As you progress in the game, you'll level up your characters and they will earn additional skills. You can then upgrade these individual skills further on their own, or ignore them if they aren't your favorite. You'll also be able to upgrade team wide stats via the lab (in game menu) which affects all characters and not just one specific. Determining which skills to upgrade and when will make all the difference when it comes to combat because upgrades are a finite resource, especially the ones for individual characters. I found myself constantly looking for the gems needed to upgrade my characters abilities, and more than once I regretted wasting one when I found another skill more useful. Patience is often key when it comes to upgrades because you never know when you're going to meet that one character you've been dying to play as.
The game gives two difficulties, friendly and mighty. Mighty is your standard difficulty and it's no slouch. You have to be leveled up enough to handle the area and if you aren't, it can be punishing. I went into a Kingpin fight with 4 under leveled characters and I did not fare well. Levels matter and proper skill use will be key. If that all sounds a little too much for what you want or if you have younger ones playing the game with you in co-op (of which there is couch and online), then Friendly might be more up your alley. You don't have to spend as much time leveling up your characters and skill use and battles are much more forgiving. You can easily switch between Friendly and Mighty from the main menu and also select individual chapters if you have a little one at home (like I do) who wants to experience the game but can't really get their head around the skills and puzzles.
There is one area of the game that isn't what you would expect from a current gen console game. That is the graphics. The game itself isn't ugly per se, but it's certainly not something you'd say is good looking either. It feels like a PS3 game in graphic fidelity with some horrible anti-aliasing thrown in for good measure. The game is supposed to run at 30fps, but it often chugs in high intensity scenes. This isn't a show stopper or anything, but it is a little disappointing. With games like Zelda, Mario Odyssey, and a number of others, you can see that the Switch can more than handle a solid framerate with nice graphics. I'm not sure what happened with Ultimate Alliance, but it could have used a little more time getting fine tuned.
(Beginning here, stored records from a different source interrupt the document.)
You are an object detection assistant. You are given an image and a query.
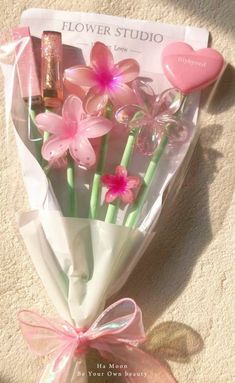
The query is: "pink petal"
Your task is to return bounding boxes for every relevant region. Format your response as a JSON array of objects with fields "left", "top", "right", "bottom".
[
  {"left": 108, "top": 83, "right": 136, "bottom": 106},
  {"left": 91, "top": 41, "right": 114, "bottom": 72},
  {"left": 127, "top": 176, "right": 140, "bottom": 189},
  {"left": 42, "top": 137, "right": 70, "bottom": 161},
  {"left": 69, "top": 135, "right": 96, "bottom": 167},
  {"left": 115, "top": 165, "right": 127, "bottom": 177},
  {"left": 105, "top": 190, "right": 118, "bottom": 203},
  {"left": 121, "top": 190, "right": 134, "bottom": 204},
  {"left": 64, "top": 65, "right": 96, "bottom": 88},
  {"left": 79, "top": 117, "right": 112, "bottom": 138},
  {"left": 132, "top": 79, "right": 156, "bottom": 114},
  {"left": 114, "top": 59, "right": 140, "bottom": 82},
  {"left": 64, "top": 78, "right": 86, "bottom": 100},
  {"left": 35, "top": 112, "right": 65, "bottom": 136},
  {"left": 101, "top": 174, "right": 115, "bottom": 188},
  {"left": 62, "top": 95, "right": 84, "bottom": 124},
  {"left": 83, "top": 87, "right": 108, "bottom": 114}
]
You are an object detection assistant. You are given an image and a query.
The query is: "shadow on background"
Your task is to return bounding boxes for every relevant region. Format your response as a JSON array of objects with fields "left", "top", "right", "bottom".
[
  {"left": 87, "top": 322, "right": 203, "bottom": 383},
  {"left": 113, "top": 125, "right": 226, "bottom": 328}
]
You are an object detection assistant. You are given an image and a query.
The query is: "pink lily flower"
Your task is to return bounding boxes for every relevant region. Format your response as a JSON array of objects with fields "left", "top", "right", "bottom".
[
  {"left": 64, "top": 42, "right": 140, "bottom": 114},
  {"left": 101, "top": 165, "right": 140, "bottom": 204},
  {"left": 36, "top": 96, "right": 112, "bottom": 167}
]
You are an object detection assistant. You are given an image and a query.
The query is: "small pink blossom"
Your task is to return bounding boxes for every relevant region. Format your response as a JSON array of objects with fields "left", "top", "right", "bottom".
[
  {"left": 36, "top": 96, "right": 112, "bottom": 167},
  {"left": 102, "top": 166, "right": 140, "bottom": 204},
  {"left": 64, "top": 42, "right": 140, "bottom": 114}
]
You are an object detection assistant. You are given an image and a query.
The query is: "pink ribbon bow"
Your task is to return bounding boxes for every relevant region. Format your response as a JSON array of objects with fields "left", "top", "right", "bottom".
[{"left": 18, "top": 298, "right": 176, "bottom": 383}]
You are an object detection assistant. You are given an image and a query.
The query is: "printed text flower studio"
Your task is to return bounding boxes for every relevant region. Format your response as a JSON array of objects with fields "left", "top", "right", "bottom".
[{"left": 62, "top": 21, "right": 163, "bottom": 44}]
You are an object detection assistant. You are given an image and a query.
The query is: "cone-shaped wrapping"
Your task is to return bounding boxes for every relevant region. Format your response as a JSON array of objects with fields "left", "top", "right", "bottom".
[
  {"left": 19, "top": 211, "right": 153, "bottom": 327},
  {"left": 18, "top": 211, "right": 153, "bottom": 383}
]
Overall, Marvel Ultimate Alliance 3: The Black Order is a solid game that will make a lot of couch co-op players incredibly happy. The ability to play online with friends as well as locally makes it all the better. I spent most of my time playing the game solo on the Mighty difficulty, but the ease of loading up a chapter on Friendly with my son was great to see. If you like frenetic action games that allow you to dictate difficulty by the amount of effort you put into leveling your characters, then you'll have a great time with Ultimate Alliance 3.